Energy landscape theory is a powerful tool for understanding the structure and dynamics of complex molecular systems, in particular biological macromolecules. The primary sequence of a protein defines its free-energy landscape and thus determines the folding pathway and the rate constants of folding and unfolding, as well as the protein's native structure. Theory has shown that roughness in the energy landscape will lead to slower folding, but derivation of detailed experimental descriptions of this landscape is challenging. Simple folding models show that folding is significantly influenced by chain entropy; proteins in which the contacts are local fold quickly, owing to the low entropy cost of forming stabilizing, native contacts during folding. For some protein families, stability is also a determinant of folding rate constants. Where these simple metrics fail to predict folding behaviour, it is probable that there are features in the energy landscape that are unusual. Such general observations cannot explain the folding behaviour of the R15, R16 and R17 domains of alpha-spectrin. R15 folds approximately 3,000 times faster than its homologues, although they have similar structures, stabilities and, as far as can be determined, transition-state stabilities. Here we show that landscape roughness (internal friction) is responsible for the slower folding and unfolding of R16 and R17. We use chimaeric domains to demonstrate that this internal friction is a property of the core, and suggest that frustration in the landscape of the slow-folding spectrin domains may be due to misdocking of the long helices during folding. Theoretical studies have suggested that rugged landscapes will result in slower folding; here we show experimentally that such a phenomenon directly influences the folding kinetics of a 'normal' protein, that is, one with a significant energy barrier that folds on a relatively slow, millisecond-second, timescale.

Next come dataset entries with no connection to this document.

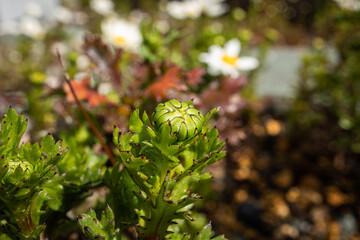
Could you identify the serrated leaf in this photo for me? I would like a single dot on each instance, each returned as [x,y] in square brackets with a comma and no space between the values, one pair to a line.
[207,234]
[103,229]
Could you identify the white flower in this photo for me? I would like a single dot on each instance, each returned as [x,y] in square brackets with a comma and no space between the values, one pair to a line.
[352,5]
[103,7]
[213,8]
[64,15]
[226,60]
[34,9]
[187,9]
[122,33]
[194,8]
[32,27]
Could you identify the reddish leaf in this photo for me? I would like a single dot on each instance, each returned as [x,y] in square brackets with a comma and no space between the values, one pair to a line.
[169,81]
[194,76]
[83,92]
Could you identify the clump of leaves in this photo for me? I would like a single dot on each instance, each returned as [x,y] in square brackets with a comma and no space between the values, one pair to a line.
[29,182]
[162,161]
[39,183]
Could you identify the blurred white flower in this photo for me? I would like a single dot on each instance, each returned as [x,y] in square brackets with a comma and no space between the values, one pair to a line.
[32,27]
[186,9]
[63,15]
[122,33]
[82,62]
[103,7]
[226,60]
[213,8]
[194,8]
[352,5]
[34,9]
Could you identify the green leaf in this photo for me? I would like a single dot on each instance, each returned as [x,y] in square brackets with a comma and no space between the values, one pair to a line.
[207,234]
[103,229]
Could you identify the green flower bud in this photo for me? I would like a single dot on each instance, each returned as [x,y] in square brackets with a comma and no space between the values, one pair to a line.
[186,121]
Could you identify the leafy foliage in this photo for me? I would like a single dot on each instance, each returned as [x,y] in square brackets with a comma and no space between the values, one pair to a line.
[164,169]
[103,229]
[29,181]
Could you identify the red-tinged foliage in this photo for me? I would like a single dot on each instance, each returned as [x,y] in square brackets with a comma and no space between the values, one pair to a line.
[224,94]
[84,92]
[106,60]
[194,77]
[170,80]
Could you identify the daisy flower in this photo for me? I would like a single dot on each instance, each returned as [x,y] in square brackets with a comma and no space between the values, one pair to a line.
[187,9]
[122,33]
[351,5]
[194,8]
[226,60]
[103,7]
[32,27]
[213,8]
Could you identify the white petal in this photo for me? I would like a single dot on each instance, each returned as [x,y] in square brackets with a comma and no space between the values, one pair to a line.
[204,57]
[247,63]
[176,10]
[232,47]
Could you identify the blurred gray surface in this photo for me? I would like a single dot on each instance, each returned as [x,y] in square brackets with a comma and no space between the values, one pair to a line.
[12,10]
[279,74]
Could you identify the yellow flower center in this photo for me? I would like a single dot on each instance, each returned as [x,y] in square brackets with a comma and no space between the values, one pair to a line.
[119,41]
[230,59]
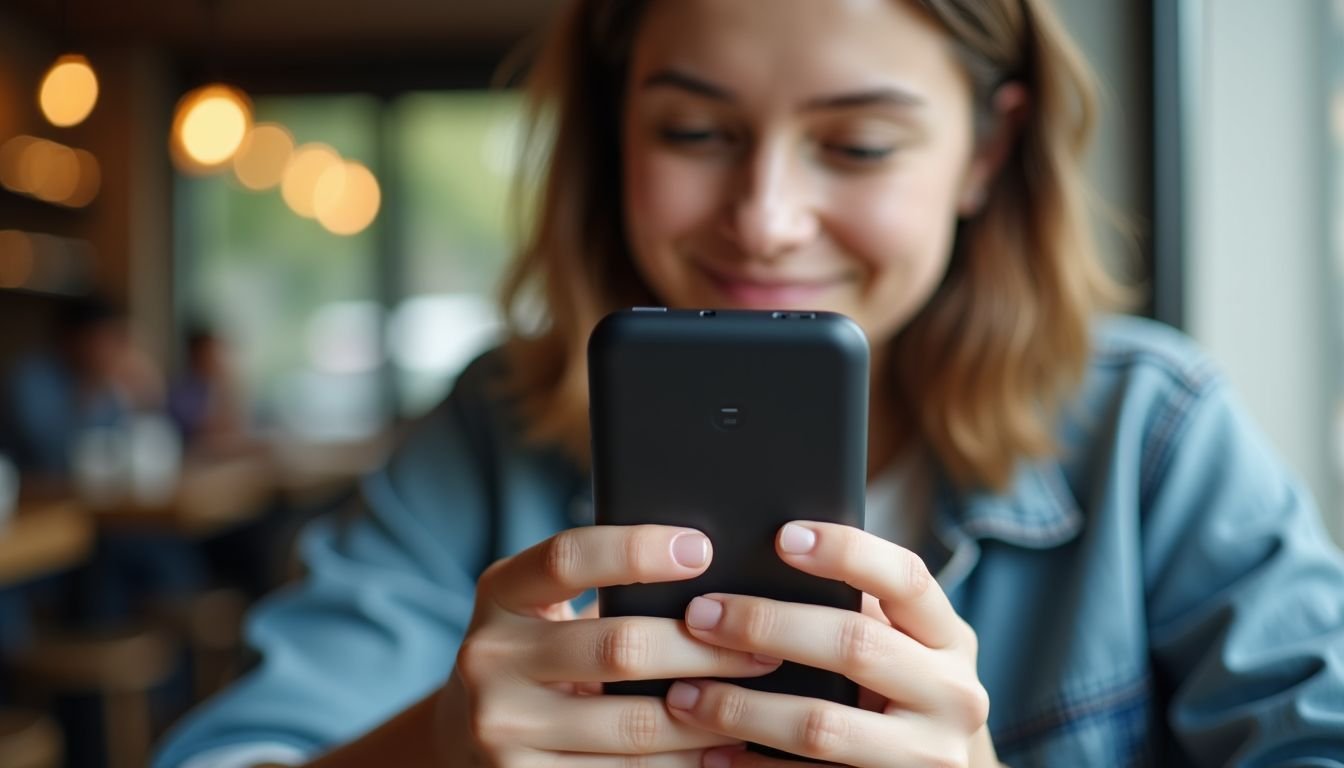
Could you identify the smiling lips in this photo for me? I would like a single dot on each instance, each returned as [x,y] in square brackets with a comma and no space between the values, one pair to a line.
[769,293]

能量景观理论是理解复杂分子系统(尤其是生物大分子)结构和动力学的有力工具。蛋白质的一级序列决定了其自由能景观,从而决定了折叠途径和折叠、展开的速率常数,以及蛋白质的天然结构。理论表明,能量景观的粗糙度会导致折叠速度变慢,但对这种景观进行详细的实验描述具有挑战性。简单的折叠模型表明,折叠受到链熵的显著影响;在折叠过程中,由于形成稳定的天然接触所需的熵成本较低,局部接触的蛋白质会快速折叠。对于某些蛋白质家族,稳定性也是折叠速率常数的决定因素。在这些简单的指标无法预测折叠行为的情况下,很可能存在能量景观中的不寻常特征。这些一般性观察结果无法解释 α- spectrin 的 R15、R16 和 R17 结构域的折叠行为。尽管 R15 的结构、稳定性与其同源物相似,而且在可以确定的情况下,其过渡态稳定性也相似,但它的折叠速度却比其同源物快约 3000 倍。在这里,我们表明景观粗糙度(内部摩擦)是导致 R16 和 R17 折叠和展开速度较慢的原因。我们使用嵌合体结构域证明,这种内部摩擦是核心的一个特性,并提出在折叠过程中长螺旋的错误对接可能导致慢折叠 spectrin 结构域的景观受挫。理论研究表明,崎岖的景观会导致折叠速度变慢;在这里,我们通过实验表明,这种现象直接影响了一种“正常”蛋白质的折叠动力学,即具有显著能量障碍的蛋白质,其折叠速度较慢,在毫秒到秒的时间尺度上。